Frazzled parents seek last-minute placements at registration centers

Outside the registration center at Brooklyn Tech

Most of the kids who started school today spent last week enjoying the waning days of summer vacation. But those who moved to the city this summer or hoped to transfer from one city school to another spent at least some time at a DOE registration center figuring out where to report for classes today.

The 13 temporary centers, located in schools in every borough, range in size and tone, with some centers struggling to assist a huge volume of families each day since opening Aug. 25 and others with such sparse attendance that DOE officials are able to offer each family in-depth personal attention.

On Friday afternoon, about a dozen families sat scattered throughout the auditorium at the South Bronx Educational Campus, waiting to be called to register or apply for transfers for their children. Norma Nonis, director of borough enrollment for districts 7, 9, and 10, said the registration process was working quickly and painlessly at the site, which opened last year, in part because it serves comparatively few families. Before last year, the 75 families that the South Bronx site registers each day would have had to travel to Manhattan to register their children for school.

At other sites throughout the city, the process was not moving so fast when we visited last week. Families were still trickling out of the center at the Joan of Arc Complex on the Upper West Side at 4 p.m. Friday, an hour after the center shut its doors. And at Brooklyn Tech, several parent-child pairs ran in just as the doors closed at 3 p.m. Because the DOE guaranteed service to any family arriving before closing time, security guards said they thought they’d be at work until 10 p.m. — dozens of families still crowded two large rooms and a hallway in the building’s un-air-conditioned basement.

“There has to be another way because this is just crazy,” said a mother of a high school junior who had been waiting for hours and was still about 40 numbers away from being called.

But another mother disagreed. “There’s not a better way — we’re just lazy,” said the mother of a 10th grader who was hoping to get her into a new high school after the family moved from the Bronx to Brooklyn this summer. “We waited until the last second. We had all summer to do this.”

Even working on the school placement plan all summer didn’t protect parents from spending Friday at a registration center, however. After moving to the city from Bermuda this summer, Holly Alban-Tucker researched middle schools for her son, 8th grader Kyle. When Kyle was placed at a school she considered unacceptable, she learned that a school she liked more had spaces available. The principal told her not to enroll Kyle anywhere else until he called her back. But now it was the end of the last day before school started, and she had not heard from him. She left the registration center unsure how to proceed.

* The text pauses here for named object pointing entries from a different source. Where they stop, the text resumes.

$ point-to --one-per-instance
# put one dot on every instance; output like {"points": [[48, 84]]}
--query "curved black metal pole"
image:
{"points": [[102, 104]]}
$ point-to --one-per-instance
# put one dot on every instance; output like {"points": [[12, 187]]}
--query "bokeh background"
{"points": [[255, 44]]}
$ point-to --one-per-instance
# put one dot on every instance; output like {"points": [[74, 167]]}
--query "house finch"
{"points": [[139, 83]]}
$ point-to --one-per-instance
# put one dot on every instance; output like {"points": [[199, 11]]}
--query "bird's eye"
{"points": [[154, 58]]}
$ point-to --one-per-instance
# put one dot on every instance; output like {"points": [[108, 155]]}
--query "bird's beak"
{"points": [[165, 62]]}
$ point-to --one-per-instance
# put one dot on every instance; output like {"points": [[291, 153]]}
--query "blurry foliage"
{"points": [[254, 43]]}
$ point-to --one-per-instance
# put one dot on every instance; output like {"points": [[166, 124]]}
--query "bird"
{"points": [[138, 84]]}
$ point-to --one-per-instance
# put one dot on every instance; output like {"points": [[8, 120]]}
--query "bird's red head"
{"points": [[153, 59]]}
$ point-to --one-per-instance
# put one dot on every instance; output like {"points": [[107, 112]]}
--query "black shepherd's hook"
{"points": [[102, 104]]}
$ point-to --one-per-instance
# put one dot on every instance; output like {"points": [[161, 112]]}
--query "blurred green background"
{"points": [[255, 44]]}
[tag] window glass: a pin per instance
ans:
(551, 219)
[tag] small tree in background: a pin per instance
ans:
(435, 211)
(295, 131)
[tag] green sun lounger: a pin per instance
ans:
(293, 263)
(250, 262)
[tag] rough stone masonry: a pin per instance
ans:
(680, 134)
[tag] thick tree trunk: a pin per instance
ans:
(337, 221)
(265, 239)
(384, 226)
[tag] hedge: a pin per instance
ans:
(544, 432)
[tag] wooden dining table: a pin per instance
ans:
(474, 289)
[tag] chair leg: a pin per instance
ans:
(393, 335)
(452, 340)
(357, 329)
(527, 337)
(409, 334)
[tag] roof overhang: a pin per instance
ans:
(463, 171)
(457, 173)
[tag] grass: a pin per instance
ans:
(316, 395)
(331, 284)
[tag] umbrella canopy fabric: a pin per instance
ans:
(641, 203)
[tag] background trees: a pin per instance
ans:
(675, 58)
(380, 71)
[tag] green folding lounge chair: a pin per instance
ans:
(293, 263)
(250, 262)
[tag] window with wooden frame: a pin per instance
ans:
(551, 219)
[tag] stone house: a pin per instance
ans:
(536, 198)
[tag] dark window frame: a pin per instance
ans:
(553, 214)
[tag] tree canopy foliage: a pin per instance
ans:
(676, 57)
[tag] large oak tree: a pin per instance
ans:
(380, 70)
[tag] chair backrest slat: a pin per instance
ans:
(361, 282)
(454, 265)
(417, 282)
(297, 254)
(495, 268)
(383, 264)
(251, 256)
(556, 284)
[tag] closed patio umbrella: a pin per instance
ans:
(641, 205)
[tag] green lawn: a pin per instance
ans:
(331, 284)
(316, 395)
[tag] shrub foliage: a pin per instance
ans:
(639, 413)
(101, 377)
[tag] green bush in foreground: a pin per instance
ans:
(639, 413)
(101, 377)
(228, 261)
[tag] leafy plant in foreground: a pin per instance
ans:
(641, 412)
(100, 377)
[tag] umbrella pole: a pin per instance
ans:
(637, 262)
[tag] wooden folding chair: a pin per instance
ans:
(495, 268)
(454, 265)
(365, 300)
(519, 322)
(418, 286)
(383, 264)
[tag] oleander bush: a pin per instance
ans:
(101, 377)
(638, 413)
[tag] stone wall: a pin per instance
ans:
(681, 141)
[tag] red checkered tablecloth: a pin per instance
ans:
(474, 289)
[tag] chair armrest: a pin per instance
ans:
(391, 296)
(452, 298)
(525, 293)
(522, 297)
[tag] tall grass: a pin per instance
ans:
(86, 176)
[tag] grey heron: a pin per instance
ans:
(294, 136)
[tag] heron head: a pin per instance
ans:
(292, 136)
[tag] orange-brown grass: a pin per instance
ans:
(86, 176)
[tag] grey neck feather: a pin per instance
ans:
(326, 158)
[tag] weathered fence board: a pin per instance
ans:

And some registration center visitors said their concerns had not been met even after meeting with registration center staffers. After leaving the Brooklyn Tech center, 19-year-old Steve was tearing up after a frustrating day trying to enroll in high school after more than a year out of the city’s schools. “Everywhere I go, they keep telling me to go somewhere else,” he said. Just hours before the end of the last business day before the new school year, he still didn’t have a high school.

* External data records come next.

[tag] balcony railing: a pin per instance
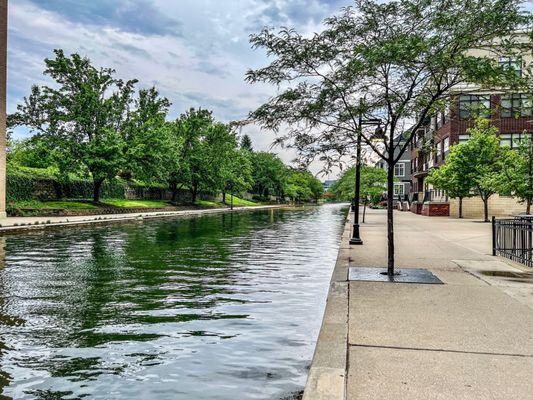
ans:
(435, 196)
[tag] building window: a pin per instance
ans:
(399, 169)
(511, 140)
(512, 63)
(517, 105)
(398, 189)
(471, 106)
(463, 138)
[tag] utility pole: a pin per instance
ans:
(3, 112)
(356, 238)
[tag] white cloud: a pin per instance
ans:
(204, 65)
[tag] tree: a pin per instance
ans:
(301, 186)
(397, 61)
(190, 130)
(220, 156)
(246, 143)
(85, 118)
(478, 161)
(238, 177)
(517, 171)
(269, 175)
(149, 147)
(373, 183)
(455, 176)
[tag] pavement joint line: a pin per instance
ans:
(442, 350)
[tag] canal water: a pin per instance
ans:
(225, 306)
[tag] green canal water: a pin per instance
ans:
(225, 306)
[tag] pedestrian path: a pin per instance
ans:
(471, 338)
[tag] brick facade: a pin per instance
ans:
(499, 206)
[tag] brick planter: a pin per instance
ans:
(416, 208)
(436, 209)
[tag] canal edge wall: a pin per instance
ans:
(17, 224)
(327, 375)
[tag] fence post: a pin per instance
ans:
(493, 235)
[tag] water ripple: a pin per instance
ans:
(216, 307)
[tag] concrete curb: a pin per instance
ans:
(328, 372)
(33, 223)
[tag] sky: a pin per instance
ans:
(196, 52)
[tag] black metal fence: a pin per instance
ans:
(513, 239)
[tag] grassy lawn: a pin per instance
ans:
(121, 203)
(53, 205)
(35, 206)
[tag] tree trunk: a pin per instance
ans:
(58, 190)
(174, 190)
(485, 209)
(194, 192)
(97, 187)
(390, 220)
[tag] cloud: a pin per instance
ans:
(195, 52)
(135, 16)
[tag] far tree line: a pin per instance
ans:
(93, 125)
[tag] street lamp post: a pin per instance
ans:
(356, 237)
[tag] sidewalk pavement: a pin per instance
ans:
(471, 338)
(22, 223)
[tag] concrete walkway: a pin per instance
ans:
(471, 338)
(22, 223)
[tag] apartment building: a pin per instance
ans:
(511, 113)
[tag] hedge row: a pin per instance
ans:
(27, 187)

Most students visiting the registration center do leave with a placement, although sometimes families aren’t thrilled about the schools they’re offered. One father on Friday said finding out that his son would have to attend a mediocre high school far from his home “raised my blood pressure.” Unless a student has health or safety needs, the DOE generally grants transfers only if a commute is longer than 90 minutes.

In the South Bronx, many parents on Friday were seeking middle schools closer to home or otherwise had experienced trouble with the middle school choice process. In some cases, parents said they had listed the assigned school on the application but that it was not appropriate for their child; Ana Marcelino said her niece needed bilingual classes, but her mother misunderstood the application process and had listed a school without a bilingual program. In other cases, parents said their child had been assigned to a school they did not list as a choice. And at least one parent complained to registration center staff that her daughter’s teacher had filled in parts of the application without consulting the family.

While she emphasized that individual stories are difficult to verify, Nonis acknowledged the need to make sure parents understand the application process. “Elementary schools should take time out to really talk to parents, to explain the schools that they’re choosing a little bit better,” she said. If a child is assigned to a school that he or she applied to, the DOE will rarely grant a transfer.

The city provides online information, printed information in several languages, and workshops to help parents and students in the application process, Nonis noted.

This morning, about 15 parents and children stood in line outside Brooklyn Tech so they could get into the registration center the moment it opened at 8 a.m. One mother said she hoped to have her daughter at school by mid-morning, only a few hours into the new school year.